In bladder, we considered a negative example to be a patch viewed for 0.1 s (3 frames or fewer, 30 fps) or less, and a positive example viewed for more than 0.1 s (4 frames or more). This produced 9 positive and 9 negative examples on the left side, and the same number on the right. We performed three-fold cross-validation on the left (6+ and 6− examples training set, 3+ and 3− examples validation set), then used the model with the highest validation accuracy on the right to calculate test accuracy, an estimate of generalization error (Fig 9). This cross-validation was duplicated ten times on the left, each time estimating test accuracy, to calculate a confidence interval. We then duplicated this training/validating on the left and testing on the right.

Fig. 9.

Fig. 9

Ten three-fold cross-validation trials for bladder [BLCA] and prostate [PRAD], evaluated for intrapatient training/validating on left while testing on the right and vice versa.

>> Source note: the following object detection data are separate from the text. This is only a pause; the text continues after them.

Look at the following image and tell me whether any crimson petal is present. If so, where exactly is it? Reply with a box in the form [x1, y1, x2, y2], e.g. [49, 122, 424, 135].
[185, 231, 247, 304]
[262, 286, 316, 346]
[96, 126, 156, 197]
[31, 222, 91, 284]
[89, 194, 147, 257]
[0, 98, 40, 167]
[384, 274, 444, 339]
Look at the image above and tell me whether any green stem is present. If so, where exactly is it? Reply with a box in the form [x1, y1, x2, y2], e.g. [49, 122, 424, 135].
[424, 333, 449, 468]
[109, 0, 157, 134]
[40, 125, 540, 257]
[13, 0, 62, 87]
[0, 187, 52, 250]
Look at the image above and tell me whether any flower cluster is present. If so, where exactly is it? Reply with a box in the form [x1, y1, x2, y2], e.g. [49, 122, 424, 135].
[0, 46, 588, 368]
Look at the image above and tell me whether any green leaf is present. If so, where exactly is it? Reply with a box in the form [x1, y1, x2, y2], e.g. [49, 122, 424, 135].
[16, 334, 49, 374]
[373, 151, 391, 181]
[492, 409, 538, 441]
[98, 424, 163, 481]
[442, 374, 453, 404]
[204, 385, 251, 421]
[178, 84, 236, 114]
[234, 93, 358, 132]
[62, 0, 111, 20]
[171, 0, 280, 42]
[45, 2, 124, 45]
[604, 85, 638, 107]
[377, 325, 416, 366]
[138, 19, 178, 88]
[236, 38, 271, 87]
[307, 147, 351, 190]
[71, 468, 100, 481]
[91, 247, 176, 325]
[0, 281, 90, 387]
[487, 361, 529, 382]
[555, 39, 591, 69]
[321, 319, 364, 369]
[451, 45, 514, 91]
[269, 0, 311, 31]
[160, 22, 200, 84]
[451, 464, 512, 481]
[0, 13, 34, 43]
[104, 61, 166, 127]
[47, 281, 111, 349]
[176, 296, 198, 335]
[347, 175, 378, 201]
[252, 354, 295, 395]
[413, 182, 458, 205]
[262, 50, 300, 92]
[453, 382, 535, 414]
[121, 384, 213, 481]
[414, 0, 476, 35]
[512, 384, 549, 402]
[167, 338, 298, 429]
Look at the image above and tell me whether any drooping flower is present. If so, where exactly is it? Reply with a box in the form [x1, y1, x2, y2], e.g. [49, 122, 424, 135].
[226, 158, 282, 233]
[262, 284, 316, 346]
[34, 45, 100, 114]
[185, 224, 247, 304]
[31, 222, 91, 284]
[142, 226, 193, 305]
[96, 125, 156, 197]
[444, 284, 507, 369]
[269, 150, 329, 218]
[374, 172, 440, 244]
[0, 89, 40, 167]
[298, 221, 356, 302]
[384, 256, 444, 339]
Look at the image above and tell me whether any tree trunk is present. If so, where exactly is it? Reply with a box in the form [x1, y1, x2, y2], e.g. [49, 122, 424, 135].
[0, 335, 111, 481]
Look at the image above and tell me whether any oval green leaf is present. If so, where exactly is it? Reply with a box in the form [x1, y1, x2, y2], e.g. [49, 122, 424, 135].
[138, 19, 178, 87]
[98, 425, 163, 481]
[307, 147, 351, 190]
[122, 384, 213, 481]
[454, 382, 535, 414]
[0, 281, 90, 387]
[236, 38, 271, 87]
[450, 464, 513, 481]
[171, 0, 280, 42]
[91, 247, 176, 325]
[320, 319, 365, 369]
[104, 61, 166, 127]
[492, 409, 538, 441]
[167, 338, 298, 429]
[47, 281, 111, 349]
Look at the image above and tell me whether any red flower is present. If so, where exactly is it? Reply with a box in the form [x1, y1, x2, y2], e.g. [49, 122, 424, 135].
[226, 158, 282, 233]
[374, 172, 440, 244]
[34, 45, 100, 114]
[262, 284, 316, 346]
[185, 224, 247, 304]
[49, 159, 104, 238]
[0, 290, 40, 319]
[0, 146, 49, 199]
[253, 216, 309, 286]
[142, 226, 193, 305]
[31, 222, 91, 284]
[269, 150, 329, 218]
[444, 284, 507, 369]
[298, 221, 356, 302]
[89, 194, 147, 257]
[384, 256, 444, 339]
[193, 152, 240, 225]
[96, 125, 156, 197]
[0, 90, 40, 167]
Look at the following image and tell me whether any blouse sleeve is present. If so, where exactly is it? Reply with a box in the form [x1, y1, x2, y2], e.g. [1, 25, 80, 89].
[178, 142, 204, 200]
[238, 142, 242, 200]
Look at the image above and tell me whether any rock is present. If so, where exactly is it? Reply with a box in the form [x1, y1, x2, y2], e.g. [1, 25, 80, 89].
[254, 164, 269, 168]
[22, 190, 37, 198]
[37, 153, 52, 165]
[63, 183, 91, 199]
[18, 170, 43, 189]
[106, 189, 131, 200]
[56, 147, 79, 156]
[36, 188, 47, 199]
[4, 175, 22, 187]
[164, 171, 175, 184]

Each model is evaluated against a different patient (interpatient), slides in Fig 2). The needle for prostate cancer biopsy may standardize the distribution of prostate tissue in the whole slide, maintaining a higher accuracy of the prostate classifier on an interpatient basis than the bladder cancer classifier. The bladder patients are transurethral resections taken by cuts rather than a standard gauge needle.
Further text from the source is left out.